On the spiritual home of a passionate cyclist.

It’s spring, that most special of seasons for cyclists. Every year at this time, I mark the end of winter by folding up my indoor trainer, packing away my windproof tights and putting my earmuffs back on the papier mâché bust of Eddy Merckx that sits atop my mantelpiece.

After months spent in my secret underground training facility (cleverly disguised as a laundry room), or braving the elements, I’m ready to get back outside and to begin putting in long hours on the road without worrying about snow, ice or frozen extremities. I’m inspired by spring because it’s a time of hope. Leaves are appearing on trees, the days are getting longer, and the Spring Classics are underway in Belgium and the Netherlands.

The two Low Countries are of particular interest to cyclists at this time of year. The Spring Classics are among the toughest bike races on the professional calendar. Since I began riding road bikes 10 years ago, I have been nurturing a growing obsession with all things related to this part of the world.

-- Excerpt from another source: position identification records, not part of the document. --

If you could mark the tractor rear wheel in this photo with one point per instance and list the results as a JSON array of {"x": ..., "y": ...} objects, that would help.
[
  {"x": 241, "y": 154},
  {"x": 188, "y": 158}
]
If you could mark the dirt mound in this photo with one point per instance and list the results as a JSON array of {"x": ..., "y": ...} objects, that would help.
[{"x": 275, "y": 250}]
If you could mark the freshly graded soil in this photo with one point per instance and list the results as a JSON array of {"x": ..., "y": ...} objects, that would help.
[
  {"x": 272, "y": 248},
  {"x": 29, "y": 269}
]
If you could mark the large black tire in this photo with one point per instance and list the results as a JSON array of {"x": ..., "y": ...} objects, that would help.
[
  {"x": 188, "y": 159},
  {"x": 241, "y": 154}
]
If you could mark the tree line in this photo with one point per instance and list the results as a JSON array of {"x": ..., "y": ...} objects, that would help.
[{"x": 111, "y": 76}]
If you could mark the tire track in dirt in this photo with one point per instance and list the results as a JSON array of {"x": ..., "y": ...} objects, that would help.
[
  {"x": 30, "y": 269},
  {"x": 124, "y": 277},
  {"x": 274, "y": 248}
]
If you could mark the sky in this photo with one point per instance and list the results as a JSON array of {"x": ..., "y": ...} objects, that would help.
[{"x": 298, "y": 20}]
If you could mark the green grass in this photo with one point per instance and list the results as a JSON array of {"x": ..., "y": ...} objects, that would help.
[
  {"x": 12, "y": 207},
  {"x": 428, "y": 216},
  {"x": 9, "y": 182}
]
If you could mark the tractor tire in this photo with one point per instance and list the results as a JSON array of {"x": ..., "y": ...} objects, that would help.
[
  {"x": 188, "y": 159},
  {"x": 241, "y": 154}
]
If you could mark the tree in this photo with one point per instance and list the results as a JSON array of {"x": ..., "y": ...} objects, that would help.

It started with a set of DVDs I ordered back in the winter of 2003. Together they comprised the full set of Spring Classics from the previous year: Paris-Roubaix, Het Volk, Gent-Wevelgem, Liège-Bastogne-Liège, La Flèche Wallonne and the Tour of Flanders. I watched them over and over again on the trainer that winter and was transfixed. The narrow, windswept roads, the cobblestones, both on flat roads and on some truly brutal climbs, and the sheer length of these races captured my imagination.

Then I discovered the beer – strong beer, brewed by Trappist monks. I saw it in the local liquor store, and was drawn to the large, dark bottle with the champagne-style cork immediately. It spoke to me, so I bought it. I can’t tell you what it said, because it was speaking Flemish, but I’m pretty sure it was addressing me because I heard it say “Jaap,” which I assume must be Flemish for “James.”

I discovered that not only is Trappist beer delicious, it is also an excellent recovery drink. I believe its curative properties come from its tendency to induce a deep sleep if consumed with a meal after a long ride. In fact, if you time it properly, it’s possible to eat at 2 p.m., be asleep by 3 p.m., and not stir until the following morning. The onset of sleep is rapid and irreversible, and for this reason I always put on my pyjamas and sleeping cap before opening a bottle.

Once I developed a taste for the beer, I knew that I could no longer admire Belgium from afar. I packed my bike in a box, placed a call to my local travel agent, emptied my piggy bank, and bought a plane ticket to the land of mussels and frites.

I was not disappointed. I knew immediately that Belgium was where I belonged. Had I been able to speak the language and had I had any marketable skills, I never would have come back home. I love Canada, and I would miss my friends and my old life, but Belgium was truly magical.

Here was a country in which the people were all as passionate about cycling as I am. Cycling is to Belgians as hockey is to Canadians. The bars are thick with smoke and full of cycling fans shouting at their favourite athletes as they watch them race. Every Belgian grandmother has a favourite cyclist, or so I’m told. Yes, it’s true that my own grandmother has a favourite cyclist too (that would be me), but that’s not quite the same thing.

Since that trip, I’ve taken other journeys. I’ve ridden up Mont Ventoux, through Switzerland and in the Dolomites. Each of those experiences was spectacular, but none has had the enduring impact of my trip to Belgium.

In fact, I love Belgium so much that I’m considering buying four one-way tickets to Liège, packing up my family, growing a large moustache, and reinventing myself as a Belgian. It sounds crazy, I know, and I haven’t worked out many of the practical details. I think Mrs. Cranky will forgive me once she sees how happy I am in my true spiritual home (although she may not love the moustache). My kids are young enough that they won’t have any problem learning Flemish.

On the off-chance that Mrs. Cranky can’t be convinced, I do have a backup plan: there’s a Chimay ale in the fridge and the latest season of Spring Classics on my laptop. No, it’s not the same as being there, but it’ll have to do for now. I’m sure I can talk her into it next year.